Catto, J.L., and S. Pfahl, 2013: “The importance of fronts for extreme precipitation.” Journal of Geophysical Research: Atmospheres, v. 118, pp. 10,791-10,801, doi: 10.1002/jgrd.50852.
Extratropical cyclones and their associated frontal systems are well known to be related to heavy precipitation events. Here an objective method is used to directly link extreme precipitation events with atmospheric fronts, identified using European Centre for Medium-Range Weather Forecasts Interim Reanalysis data, to quantify the importance of fronts for precipitation extremes globally. In some parts of the major midlatitude storm track regions, over 90% of precipitation extremes are associated with fronts, with slightly more events associated with warm fronts than cold fronts. On average, 51% of global precipitation extremes are associated with fronts, with 75% in the midlatitudes and 31% in the tropics. A large proportion of extreme precipitation events occur in the presence of both a cyclone and a front, but remote fronts are responsible for many of the “front-only” events. The fronts producing extreme precipitation events are found to have up to 35% stronger frontal gradients than other fronts, potentially providing some improved forecasting capabilities for extreme precipitation events.

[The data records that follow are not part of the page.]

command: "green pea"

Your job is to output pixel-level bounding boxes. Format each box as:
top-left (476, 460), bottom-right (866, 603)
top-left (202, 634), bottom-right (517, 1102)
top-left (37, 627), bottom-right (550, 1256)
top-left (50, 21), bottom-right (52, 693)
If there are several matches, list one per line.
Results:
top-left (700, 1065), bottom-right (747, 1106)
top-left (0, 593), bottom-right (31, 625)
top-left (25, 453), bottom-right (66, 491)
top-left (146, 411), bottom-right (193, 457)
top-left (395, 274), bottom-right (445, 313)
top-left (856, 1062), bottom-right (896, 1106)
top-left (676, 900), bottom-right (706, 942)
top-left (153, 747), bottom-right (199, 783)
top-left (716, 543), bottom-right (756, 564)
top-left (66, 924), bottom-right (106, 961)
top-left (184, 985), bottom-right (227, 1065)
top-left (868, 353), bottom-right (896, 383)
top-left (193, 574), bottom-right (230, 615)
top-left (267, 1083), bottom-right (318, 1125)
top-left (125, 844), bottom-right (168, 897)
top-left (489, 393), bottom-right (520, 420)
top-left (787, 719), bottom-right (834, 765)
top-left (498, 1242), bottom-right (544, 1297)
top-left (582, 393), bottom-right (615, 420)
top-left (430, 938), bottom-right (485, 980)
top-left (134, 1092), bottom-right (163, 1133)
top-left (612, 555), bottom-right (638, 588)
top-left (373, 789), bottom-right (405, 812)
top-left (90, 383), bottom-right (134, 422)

Rasmussen, K.L., and R.A. Houze, 2012: “A flash-flooding storm at the steep edge of high terrain: Disaster in the Himalayas.” Bulletin of the American Meteorological Society, v. 93, pp. 1713-1724, doi: 10.1175/BAMS-D-11-00236.1.
Flash floods on the edge of high terrain, such as the Himalayas or Rocky Mountains, are especially dangerous and hard to predict. The Leh flood of 2010 at the edge of the Himalayan Plateau in India is an example of the tragic consequences of such storms. The flood occurred over a high mountain river valley when, on three successive days, diurnally generated convective cells over the Tibetan Plateau gathered into mesoscale convective systems and moved off the edge of the Plateau over Leh. An easterly midlevel jet associated with a midlevel monsoon vortex over northern India and a high over Asia helped the convection organize into propagating mesoscale systems that moved over the edge of the Plateau. On the third day the mesoscale system moving off the plateau was greatly invigorated when it suddenly drew on moisture flowing upslope over the terrain. It gained maximum strength from this intake of moisture near Leh, and the heavy rains washed over the surrounding mountains and down and over the town.